Low Carb, Eiweissdiät oder ketogene Ernährung? Die Hypes der Diät-Industrie ändern sich ständig. Auch sind in Supermärkten immer mehr glutenfreie Produkte zu finden. Das verunsichert, gerade Brotliebhaber*innen. Ist Brot «verboten»? «Nein» sagt Barbara Steffen, Diätköchin und Ernährungs-Psychologische Beraterin IKP. Warum Brot in einer ausgewogenen Ernährung Platz haben sollte und wie der optimale Teller aussieht.
Brot als Teil der ausgewogenen Ernährung
Im grossen Ernährungs-Dschungel unserer Zeit fällt es manchmal schwer, den Überblick zu behalten.

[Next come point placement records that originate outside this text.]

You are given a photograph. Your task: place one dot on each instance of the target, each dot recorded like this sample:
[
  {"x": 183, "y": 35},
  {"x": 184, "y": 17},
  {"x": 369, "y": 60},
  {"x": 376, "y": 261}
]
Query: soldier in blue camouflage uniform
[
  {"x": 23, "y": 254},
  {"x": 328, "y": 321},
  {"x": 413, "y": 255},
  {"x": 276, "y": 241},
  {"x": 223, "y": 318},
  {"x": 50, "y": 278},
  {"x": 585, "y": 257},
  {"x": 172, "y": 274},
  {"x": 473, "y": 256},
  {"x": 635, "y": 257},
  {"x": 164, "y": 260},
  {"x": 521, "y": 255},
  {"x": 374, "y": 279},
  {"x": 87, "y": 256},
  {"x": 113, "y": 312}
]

Was ist denn nun gesund? In welchen Mengen sollte ich was essen? Und was heisst ‘ausgewogen’ genau? Für Barbara Steffen, Diätköchin und Ernährungs-Psychologische Beraterin IKP ist klar: «Eine ausgewogene Ernährung ist abwechslungsreich, vielfältig und bunt. Das heisst, sie bedient sich der gesamten Palette an Lebensmitteln, schliesst nichts aus und sorgt so dafür, dass unser Körper all die Nährstoffe erhält, die er braucht, um gesund und fit zu bleiben.» Dabei spiele nicht nur das Was eine Rolle, sondern auch das Wieviel. «Dank der Lebensmittelpyramide der Schweizerischen Gesellschaft für Ernährung (SGE) lässt sich das auf einen Blick erkennen. Je breiter eine Etage, desto häufiger und grosszügiger sollten wir diese Lebensmittel im täglichen Speiseplan integrieren; jene an der Spitze hingegen seltener, mit Bedacht.»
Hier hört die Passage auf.